核のごみ処分の適地か 尾池元京大総長講演
原子力発電所の使用済み核燃料から出る高レベル放射性廃棄物「核のごみ」の最終処分について考える講演会が、和歌山市の市男女共生推進センターで開かれ、京都大学元総長で地震学者の尾池和夫さんが、日本国内で唯一の期待できる選択と指摘する南鳥島について語った。
核のゴミを考える実行委員会(島廣樹代表)が主催、市民連合わかやま、週刊金曜日わかやま読者会が共催。
「核のごみ」については、放射能が自然界に存在するレベルに低減するには数万年を要することから、地下の岩盤に埋設する「地層処分」が、現時点で最も安全で実現可能な処分方法とされる。原子力発電環境整備機構(NUMO)などは、地層処分の適地が日本列島に広く存在するとの認識を示しているが、地球科学の専門家有志は2023年10月、地殻変動の激しい日本には適地はないとの声明を発表している。
講師の尾池さんも、地球科学の専門家として適地が「広く存在する」ことに異を唱える一方、日本最東端の南鳥島を地層処分の候補地に提案してきた。
講演で尾池さんは、「核のごみ」を考える前段として、人間の認知の在り方や、科学的判断を行うための知識は更新されていくことなどを説明。例として、福井県の敦賀原子力発電所2号機について、原子炉建屋の真下の断層が将来動く可能性が否定できないとして、原子力規制委員会が初めて再稼働を認めない判断をしたことを挙げ、原発の建設当時には活断層に関する審査基準はなく、事後の法整備によってできたことを紹介した。

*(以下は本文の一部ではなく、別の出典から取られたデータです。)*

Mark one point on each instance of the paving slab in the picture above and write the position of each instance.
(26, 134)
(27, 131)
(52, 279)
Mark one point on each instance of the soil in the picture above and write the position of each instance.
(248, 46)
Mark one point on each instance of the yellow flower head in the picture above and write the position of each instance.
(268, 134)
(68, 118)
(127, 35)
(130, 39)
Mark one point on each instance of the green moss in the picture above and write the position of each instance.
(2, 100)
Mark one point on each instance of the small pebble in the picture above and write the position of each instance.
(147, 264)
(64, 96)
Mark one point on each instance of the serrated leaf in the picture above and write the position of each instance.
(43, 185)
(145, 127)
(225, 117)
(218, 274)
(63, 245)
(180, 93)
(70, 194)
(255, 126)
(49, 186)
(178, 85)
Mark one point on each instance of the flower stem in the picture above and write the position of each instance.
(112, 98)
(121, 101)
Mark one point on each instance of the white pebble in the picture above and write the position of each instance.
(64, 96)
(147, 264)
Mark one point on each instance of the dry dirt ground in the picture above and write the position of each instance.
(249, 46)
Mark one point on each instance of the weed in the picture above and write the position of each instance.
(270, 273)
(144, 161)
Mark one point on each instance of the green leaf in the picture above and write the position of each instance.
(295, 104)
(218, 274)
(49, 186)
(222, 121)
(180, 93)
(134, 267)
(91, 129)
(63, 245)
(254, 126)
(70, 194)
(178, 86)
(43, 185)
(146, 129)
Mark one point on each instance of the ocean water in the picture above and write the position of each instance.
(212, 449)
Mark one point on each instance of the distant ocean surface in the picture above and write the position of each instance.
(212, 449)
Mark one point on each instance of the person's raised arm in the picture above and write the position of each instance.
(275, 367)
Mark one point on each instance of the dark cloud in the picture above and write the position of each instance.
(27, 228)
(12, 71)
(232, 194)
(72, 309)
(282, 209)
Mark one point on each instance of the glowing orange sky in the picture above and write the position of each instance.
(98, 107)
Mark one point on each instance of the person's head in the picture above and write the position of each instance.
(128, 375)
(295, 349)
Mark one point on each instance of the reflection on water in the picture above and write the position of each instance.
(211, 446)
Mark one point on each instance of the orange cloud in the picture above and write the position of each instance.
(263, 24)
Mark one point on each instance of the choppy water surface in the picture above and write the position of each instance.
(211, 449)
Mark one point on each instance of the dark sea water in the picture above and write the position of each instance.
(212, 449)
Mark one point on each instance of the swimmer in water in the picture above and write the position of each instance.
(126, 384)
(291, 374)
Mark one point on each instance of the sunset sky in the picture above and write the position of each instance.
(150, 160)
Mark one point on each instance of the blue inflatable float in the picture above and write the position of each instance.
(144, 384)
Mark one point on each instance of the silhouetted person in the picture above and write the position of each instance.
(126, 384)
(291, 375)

さらに、地図上で地震の分布を示し、安定大陸と変動帯の違いを説明。「変動帯では地盤に割れ目ができる。活断層の近くは何が起こり、どう動くのか、現象を予測することができる」と述べ、日本の国土のほぼ全域は変動帯だが、南鳥島は例外的に、世界で最も安定した海洋プレート上にある国土であると指摘した。
南鳥島が位置する太平洋プレートは生まれて約1億5000万年が経過し、マグマ活動が終わっていること、活断層の活動による地震の発生、地滑りなどの変動帯特有の不安定要素がないなどの特徴がある。島には海上自衛隊と気象庁の施設があり、職員が駐在するのみで、一般の市民はおらず、「核のごみ」の最終処分地として唯一の期待できる選択である理由を示した。
講演後、聴衆を交えた意見交換、質疑も行われた。